Prospectively collected data from patients with newly diagnosed (< 3 months) World Health Organization group I pulmonary hypertension enrolled in the REVEAL Registry were used to validate a predictive algorithm for 1-year survival. Model calibration was evaluated by comparing algorithm-predicted survival with observed Kaplan-Meier estimates for the overall validation cohort and for five risk groups. Similarly, the risk discriminators for the simplified calculator were compared with those of the quantitative algorithm.
The validation cohort comprised 504 individuals with mean ± SD 6-min walk distance 308 ± 128 m, and 61.5% were functional class III. The proportion of patients surviving 1 year fell within the range predicted by the model (95.1%, 91.5%, 84.6%, 76.3%, and 58.2%, respectively) among patients in the low (predicted survival ≥ 95%), average (90% to < 95%), moderate (85% to < 90%), high (70% to < 85%), and very high (< 70%) risk strata. Predicted and observed 1-year survival were similar across risk stratum, and the c-index indicated good discrimination for both the full equation (0.726) and the simplified risk calculator (0.724).

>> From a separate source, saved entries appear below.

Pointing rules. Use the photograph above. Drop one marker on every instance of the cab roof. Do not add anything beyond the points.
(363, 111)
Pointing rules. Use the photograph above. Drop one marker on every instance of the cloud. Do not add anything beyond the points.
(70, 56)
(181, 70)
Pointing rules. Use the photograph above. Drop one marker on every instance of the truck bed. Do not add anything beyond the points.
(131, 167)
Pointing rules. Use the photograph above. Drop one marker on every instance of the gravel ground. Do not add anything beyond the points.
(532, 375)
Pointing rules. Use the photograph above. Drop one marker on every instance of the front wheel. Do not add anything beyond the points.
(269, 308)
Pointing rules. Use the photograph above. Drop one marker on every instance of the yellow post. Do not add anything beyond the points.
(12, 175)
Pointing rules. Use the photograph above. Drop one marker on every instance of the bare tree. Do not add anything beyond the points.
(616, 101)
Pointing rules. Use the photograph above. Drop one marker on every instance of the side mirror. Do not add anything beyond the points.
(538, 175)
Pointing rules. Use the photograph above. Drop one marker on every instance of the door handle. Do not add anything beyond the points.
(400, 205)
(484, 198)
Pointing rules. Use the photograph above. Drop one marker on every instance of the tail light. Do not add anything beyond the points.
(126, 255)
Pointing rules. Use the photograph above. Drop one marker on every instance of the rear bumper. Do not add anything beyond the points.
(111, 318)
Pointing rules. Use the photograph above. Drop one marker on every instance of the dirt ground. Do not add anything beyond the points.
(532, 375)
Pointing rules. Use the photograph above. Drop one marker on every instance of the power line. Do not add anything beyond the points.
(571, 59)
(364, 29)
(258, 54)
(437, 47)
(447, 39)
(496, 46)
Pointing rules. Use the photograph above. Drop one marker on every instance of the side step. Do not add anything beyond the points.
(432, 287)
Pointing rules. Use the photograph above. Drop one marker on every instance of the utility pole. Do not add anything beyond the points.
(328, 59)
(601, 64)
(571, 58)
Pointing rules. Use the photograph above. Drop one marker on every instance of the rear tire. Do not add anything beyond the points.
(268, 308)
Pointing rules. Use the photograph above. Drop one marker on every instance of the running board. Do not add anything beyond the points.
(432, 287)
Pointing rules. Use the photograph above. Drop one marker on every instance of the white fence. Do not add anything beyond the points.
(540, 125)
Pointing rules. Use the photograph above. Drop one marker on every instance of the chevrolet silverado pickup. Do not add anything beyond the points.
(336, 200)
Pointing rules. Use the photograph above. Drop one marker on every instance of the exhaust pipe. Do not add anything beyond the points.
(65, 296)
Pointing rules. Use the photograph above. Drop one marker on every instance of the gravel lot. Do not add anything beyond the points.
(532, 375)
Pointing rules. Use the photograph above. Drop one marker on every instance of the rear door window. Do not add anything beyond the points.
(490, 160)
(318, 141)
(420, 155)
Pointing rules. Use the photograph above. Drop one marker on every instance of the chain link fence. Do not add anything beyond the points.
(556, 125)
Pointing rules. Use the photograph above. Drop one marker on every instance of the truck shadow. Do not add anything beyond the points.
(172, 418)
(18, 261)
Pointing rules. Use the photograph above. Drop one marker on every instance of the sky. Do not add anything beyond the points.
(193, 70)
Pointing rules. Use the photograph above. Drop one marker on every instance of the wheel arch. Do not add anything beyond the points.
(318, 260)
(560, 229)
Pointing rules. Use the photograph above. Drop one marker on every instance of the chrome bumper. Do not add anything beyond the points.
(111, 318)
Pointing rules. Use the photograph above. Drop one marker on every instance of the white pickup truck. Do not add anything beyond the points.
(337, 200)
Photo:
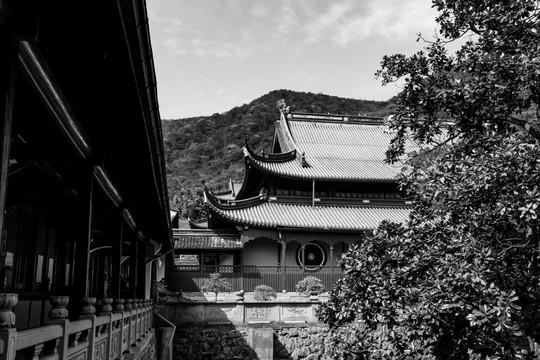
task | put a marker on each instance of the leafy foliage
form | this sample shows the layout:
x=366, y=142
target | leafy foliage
x=216, y=284
x=461, y=279
x=310, y=284
x=209, y=148
x=264, y=293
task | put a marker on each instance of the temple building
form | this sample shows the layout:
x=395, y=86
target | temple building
x=323, y=187
x=84, y=212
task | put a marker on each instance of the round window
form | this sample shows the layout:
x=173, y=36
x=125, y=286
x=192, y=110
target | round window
x=315, y=256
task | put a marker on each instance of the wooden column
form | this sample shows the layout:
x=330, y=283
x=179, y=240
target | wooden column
x=7, y=102
x=116, y=279
x=332, y=260
x=133, y=262
x=313, y=194
x=303, y=250
x=284, y=264
x=141, y=269
x=83, y=237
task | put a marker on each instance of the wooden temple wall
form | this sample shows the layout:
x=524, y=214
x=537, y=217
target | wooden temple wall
x=248, y=277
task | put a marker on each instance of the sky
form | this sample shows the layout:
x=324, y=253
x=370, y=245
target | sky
x=213, y=55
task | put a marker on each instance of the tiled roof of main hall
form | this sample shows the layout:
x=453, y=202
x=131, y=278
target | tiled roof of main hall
x=343, y=150
x=342, y=218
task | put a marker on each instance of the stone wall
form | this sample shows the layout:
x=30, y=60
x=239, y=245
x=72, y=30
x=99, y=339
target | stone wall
x=194, y=342
x=311, y=342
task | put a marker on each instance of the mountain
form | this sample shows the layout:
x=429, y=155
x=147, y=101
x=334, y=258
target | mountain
x=209, y=148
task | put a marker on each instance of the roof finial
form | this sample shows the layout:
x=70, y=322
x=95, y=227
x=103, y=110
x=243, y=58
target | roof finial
x=303, y=160
x=282, y=106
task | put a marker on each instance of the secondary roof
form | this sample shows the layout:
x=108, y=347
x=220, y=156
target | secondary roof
x=348, y=148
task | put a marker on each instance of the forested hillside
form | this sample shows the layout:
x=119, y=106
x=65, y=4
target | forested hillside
x=209, y=148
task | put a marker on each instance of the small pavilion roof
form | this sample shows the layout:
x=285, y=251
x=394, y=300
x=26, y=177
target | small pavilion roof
x=304, y=216
x=332, y=147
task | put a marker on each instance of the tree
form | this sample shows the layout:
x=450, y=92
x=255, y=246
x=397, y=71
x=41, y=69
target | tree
x=216, y=284
x=461, y=278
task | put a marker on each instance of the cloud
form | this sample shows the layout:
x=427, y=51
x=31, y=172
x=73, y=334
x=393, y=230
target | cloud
x=260, y=10
x=203, y=47
x=348, y=21
x=288, y=21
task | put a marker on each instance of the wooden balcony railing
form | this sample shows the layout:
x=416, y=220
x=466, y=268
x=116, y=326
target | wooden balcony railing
x=124, y=331
x=190, y=279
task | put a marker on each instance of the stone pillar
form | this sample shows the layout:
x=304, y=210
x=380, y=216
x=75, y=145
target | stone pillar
x=106, y=307
x=284, y=265
x=8, y=333
x=58, y=315
x=7, y=105
x=261, y=340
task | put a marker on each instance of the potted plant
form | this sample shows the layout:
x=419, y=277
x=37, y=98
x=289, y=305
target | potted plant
x=264, y=293
x=310, y=285
x=216, y=284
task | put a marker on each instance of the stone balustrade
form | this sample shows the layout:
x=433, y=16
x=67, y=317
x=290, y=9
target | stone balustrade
x=242, y=312
x=125, y=333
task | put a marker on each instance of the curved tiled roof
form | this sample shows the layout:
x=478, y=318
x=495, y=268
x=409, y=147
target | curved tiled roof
x=344, y=218
x=343, y=150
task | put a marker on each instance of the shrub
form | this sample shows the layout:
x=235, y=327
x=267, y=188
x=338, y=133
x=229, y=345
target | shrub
x=310, y=284
x=215, y=283
x=264, y=293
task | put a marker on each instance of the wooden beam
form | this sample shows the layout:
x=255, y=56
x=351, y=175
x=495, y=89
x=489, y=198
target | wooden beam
x=36, y=69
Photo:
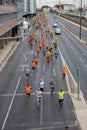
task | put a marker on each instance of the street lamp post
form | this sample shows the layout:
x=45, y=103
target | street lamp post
x=80, y=19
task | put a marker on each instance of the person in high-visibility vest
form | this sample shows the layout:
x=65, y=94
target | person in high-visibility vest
x=64, y=71
x=61, y=96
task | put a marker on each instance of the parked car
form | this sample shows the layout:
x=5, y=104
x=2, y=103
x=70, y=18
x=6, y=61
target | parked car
x=57, y=31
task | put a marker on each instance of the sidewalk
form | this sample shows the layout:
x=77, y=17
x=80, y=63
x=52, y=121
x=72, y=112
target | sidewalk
x=6, y=52
x=80, y=105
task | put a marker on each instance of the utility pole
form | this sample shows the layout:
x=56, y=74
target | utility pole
x=80, y=19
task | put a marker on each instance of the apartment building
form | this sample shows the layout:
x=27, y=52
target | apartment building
x=29, y=8
x=10, y=19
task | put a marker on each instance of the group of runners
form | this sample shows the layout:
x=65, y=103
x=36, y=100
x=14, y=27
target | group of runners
x=49, y=50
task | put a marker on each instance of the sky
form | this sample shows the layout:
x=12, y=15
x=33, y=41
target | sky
x=54, y=2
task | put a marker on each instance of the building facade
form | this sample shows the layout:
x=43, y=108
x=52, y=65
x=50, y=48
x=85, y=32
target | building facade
x=10, y=18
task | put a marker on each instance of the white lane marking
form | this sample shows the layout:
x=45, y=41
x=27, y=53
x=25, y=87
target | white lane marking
x=72, y=47
x=54, y=72
x=4, y=123
x=75, y=52
x=41, y=114
x=81, y=59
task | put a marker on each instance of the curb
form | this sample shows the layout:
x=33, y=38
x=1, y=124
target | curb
x=76, y=37
x=9, y=54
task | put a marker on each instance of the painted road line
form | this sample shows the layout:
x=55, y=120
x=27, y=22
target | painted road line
x=75, y=52
x=81, y=59
x=54, y=72
x=44, y=67
x=41, y=113
x=53, y=127
x=71, y=47
x=23, y=94
x=22, y=68
x=4, y=123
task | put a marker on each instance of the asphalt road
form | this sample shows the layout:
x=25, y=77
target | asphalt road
x=15, y=113
x=74, y=54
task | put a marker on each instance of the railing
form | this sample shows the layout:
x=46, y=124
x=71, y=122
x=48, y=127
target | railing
x=4, y=8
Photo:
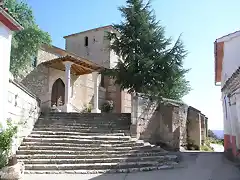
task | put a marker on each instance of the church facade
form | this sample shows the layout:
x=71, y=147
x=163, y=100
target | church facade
x=70, y=79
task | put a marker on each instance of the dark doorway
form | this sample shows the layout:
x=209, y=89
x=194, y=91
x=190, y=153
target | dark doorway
x=58, y=93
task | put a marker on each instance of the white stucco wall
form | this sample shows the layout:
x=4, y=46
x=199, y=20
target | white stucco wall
x=231, y=58
x=5, y=49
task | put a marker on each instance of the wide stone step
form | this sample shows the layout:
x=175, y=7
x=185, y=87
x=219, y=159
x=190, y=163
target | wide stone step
x=76, y=133
x=99, y=166
x=78, y=141
x=100, y=171
x=89, y=156
x=82, y=126
x=82, y=130
x=124, y=138
x=79, y=122
x=81, y=148
x=100, y=160
x=72, y=144
x=95, y=152
x=120, y=116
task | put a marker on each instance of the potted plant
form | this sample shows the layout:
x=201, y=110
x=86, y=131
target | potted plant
x=108, y=106
x=87, y=108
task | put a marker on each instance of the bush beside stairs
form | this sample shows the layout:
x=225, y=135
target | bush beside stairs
x=89, y=143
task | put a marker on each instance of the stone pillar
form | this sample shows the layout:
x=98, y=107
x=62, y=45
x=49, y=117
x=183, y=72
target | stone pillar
x=67, y=106
x=134, y=116
x=95, y=77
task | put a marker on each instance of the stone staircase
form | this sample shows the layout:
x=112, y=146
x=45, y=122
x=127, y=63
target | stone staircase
x=89, y=143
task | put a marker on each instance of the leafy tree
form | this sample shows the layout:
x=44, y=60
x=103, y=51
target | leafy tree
x=25, y=43
x=149, y=62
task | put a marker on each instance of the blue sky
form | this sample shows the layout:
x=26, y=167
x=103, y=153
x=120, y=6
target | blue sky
x=200, y=23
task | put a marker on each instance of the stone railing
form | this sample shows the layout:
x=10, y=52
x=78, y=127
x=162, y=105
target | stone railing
x=23, y=110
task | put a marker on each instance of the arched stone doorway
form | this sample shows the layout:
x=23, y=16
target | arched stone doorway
x=58, y=93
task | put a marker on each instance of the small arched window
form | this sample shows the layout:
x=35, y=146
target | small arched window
x=86, y=41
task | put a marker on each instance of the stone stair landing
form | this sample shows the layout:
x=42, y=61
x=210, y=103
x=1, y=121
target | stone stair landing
x=89, y=143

The REVEAL Registry predictive algorithm and simplified risk score calculator are well calibrated and demonstrate good discriminatory ability in patients with newly or previously diagnosed PAH.
ClinicalTrials.gov; No.: NCT00370214; URL: www.clinicaltrials.gov.
在肺动脉高压(PAH)中,生存预测对于优化治疗策略非常重要。本研究旨在验证一种源自评估早期和长期 PAH 疾病管理登记研究(REVEAL 登记研究)的预测生存的定量算法,并开发一种简化的计算器,用于日常临床使用。
使用来自新诊断(<3 个月)世界卫生组织 I 组肺动脉高压患者的前瞻性登记数据,验证用于预测 1 年生存率的预测算法。通过将算法预测的生存率与整个验证队列和五个风险组的观察性 Kaplan-Meier 估计进行比较,评估模型校准。同样,简化计算器的风险判别器与定量算法的风险判别器进行了比较。
验证队列包括 504 名患者,平均(标准差)6 分钟步行距离为 308(128)m,61.5%为功能分级 III。模型预测的 1 年生存率范围内的患者比例(95.1%、91.5%、84.6%、76.3%和 58.2%)与低风险(预测生存率≥95%)、平均风险(90%至<95%)、中度风险(85%至<90%)、高风险(70%至<85%)和极高风险(<70%)风险分层的患者相符。在风险分层中,预测和观察到的 1 年生存率相似,C 指数表明,全方程(0.726)和简化风险计算器(0.724)均具有良好的判别能力。
REVEAL 登记研究预测算法和简化风险评分计算器在新诊断或既往诊断的 PAH 患者中具有良好的校准和判别能力。
ClinicalTrials.gov;编号:NCT00370214;网址:www.clinicaltrials.gov。